Story Brad H, Bunton Kate
Speech Acoustics Laboratory, Department of Speech, Language, and Hearing Sciences, University of Arizona, P.O. Box 210071, Tucson, AZ 85721.
Speech Commun. 2017 Mar;87:1-17. doi: 10.1016/j.specom.2016.12.001. Epub 2016 Dec 9.
The purpose of this study was to further develop a multi-tier model of the vocal tract area function in which the modulations of shape to produce speech are generated by the product of a vowel substrate and a consonant superposition function. The new approach consists of specifying input parameters for a target consonant as a set of directional changes in the resonance frequencies of the vowel substrate.

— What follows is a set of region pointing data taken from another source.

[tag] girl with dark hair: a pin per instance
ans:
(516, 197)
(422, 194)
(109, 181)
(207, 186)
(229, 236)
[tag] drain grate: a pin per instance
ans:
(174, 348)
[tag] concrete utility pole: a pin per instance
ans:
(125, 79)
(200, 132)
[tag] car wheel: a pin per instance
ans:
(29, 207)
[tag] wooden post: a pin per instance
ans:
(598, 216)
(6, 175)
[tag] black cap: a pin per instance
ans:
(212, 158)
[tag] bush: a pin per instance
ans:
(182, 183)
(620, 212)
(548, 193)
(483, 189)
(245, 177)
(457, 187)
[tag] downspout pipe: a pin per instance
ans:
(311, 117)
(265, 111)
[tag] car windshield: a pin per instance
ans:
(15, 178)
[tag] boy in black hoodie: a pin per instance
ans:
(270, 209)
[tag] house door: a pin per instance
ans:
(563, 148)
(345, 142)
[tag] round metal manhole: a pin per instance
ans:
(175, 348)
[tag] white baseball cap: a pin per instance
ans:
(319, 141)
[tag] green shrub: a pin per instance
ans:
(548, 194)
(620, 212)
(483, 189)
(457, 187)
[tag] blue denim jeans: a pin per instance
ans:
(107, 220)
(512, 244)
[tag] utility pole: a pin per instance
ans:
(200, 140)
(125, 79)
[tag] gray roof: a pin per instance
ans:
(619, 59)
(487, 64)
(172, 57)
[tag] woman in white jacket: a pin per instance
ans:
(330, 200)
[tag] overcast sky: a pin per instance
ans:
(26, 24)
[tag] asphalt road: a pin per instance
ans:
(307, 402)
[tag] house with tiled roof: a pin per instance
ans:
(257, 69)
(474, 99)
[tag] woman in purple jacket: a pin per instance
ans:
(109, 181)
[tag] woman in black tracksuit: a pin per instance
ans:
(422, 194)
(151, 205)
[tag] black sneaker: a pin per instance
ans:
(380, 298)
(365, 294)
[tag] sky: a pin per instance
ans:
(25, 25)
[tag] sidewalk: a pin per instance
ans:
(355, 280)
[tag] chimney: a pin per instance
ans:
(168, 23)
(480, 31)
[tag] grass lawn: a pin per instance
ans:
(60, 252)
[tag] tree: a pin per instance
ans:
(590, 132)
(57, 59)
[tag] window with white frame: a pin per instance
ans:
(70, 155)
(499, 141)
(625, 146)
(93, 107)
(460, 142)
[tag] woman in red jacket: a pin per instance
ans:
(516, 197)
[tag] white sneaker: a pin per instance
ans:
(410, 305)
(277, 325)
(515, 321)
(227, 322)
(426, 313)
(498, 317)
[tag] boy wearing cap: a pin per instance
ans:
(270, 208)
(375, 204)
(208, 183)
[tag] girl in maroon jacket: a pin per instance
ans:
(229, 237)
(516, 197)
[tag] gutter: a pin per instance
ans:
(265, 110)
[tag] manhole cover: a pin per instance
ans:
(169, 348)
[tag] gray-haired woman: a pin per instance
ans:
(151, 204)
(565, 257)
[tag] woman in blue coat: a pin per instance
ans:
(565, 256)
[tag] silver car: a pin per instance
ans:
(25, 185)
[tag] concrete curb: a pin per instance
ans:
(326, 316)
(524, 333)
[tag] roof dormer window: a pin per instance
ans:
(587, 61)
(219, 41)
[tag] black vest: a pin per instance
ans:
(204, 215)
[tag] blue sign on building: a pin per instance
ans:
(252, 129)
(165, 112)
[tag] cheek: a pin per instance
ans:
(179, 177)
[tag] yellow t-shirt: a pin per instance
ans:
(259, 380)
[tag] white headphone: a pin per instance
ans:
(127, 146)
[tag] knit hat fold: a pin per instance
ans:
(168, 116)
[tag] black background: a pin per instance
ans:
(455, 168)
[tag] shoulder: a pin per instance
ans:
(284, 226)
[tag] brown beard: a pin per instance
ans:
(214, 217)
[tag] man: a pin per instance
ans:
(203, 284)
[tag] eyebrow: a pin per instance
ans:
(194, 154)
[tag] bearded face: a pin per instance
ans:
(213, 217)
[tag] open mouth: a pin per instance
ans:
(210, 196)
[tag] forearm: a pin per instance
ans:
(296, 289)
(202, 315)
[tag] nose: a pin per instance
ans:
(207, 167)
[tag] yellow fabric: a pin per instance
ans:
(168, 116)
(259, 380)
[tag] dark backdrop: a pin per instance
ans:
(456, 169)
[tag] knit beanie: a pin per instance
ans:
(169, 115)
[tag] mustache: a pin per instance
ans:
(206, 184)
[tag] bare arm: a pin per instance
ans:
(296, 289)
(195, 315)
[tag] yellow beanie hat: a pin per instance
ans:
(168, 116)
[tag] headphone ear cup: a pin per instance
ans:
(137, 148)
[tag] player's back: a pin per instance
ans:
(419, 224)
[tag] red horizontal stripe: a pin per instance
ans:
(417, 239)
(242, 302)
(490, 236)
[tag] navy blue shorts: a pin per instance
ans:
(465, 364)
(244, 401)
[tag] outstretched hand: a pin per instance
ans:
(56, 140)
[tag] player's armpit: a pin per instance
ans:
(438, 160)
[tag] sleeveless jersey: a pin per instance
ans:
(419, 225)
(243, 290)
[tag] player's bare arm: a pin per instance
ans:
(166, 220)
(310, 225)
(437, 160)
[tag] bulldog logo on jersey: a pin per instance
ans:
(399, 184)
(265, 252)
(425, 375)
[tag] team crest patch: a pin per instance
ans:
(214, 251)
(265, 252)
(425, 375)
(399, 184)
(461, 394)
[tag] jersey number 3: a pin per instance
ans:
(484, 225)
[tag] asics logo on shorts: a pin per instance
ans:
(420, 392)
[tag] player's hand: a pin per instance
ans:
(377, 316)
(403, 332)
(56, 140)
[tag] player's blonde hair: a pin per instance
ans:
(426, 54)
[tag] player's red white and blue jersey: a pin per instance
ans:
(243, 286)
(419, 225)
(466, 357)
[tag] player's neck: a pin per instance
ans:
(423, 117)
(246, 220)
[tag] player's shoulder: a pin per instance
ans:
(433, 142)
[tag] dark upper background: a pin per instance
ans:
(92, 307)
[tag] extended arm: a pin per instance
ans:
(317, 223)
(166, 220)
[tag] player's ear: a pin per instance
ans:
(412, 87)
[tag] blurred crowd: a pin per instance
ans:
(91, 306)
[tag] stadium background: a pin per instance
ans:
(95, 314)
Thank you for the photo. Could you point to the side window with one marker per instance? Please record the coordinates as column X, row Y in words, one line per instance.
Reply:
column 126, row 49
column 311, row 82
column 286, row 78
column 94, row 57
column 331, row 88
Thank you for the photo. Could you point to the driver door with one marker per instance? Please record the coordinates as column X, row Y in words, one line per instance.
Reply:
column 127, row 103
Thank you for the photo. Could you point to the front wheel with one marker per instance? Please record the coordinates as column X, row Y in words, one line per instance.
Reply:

Using calculations of acoustic sensitivity functions, these "resonance deflection patterns" are transformed into time-varying deformations of the vocal tract shape without any direct specification of location or extent of the consonant constriction along the vocal tract. The configuration of the constrictions and expansions that are generated by this process were shown to be physiologically-realistic and produce speech sounds that are easily identifiable as the target consonants. This model is a useful enhancement for area function-based synthesis and can serve as a tool for understanding how the vocal tract is shaped by a talker during speech production.
本研究的目的是进一步开发一种声道区域功能的多层模型,其中产生语音的形状调制由元音基质和辅音叠加函数的乘积生成。新方法包括将目标辅音的输入参数指定为元音基质共振频率的一组方向变化。利用声学灵敏度函数的计算,这些“共振偏转模式”被转换为声道形状随时间变化的变形,而无需直接指定辅音收缩沿声道的位置或范围。通过该过程产生的收缩和扩张配置被证明在生理上是现实的,并产生易于识别为目标辅音的语音。该模型是基于区域功能合成的有用增强,可作为理解说话者在语音产生过程中如何塑造声道的工具。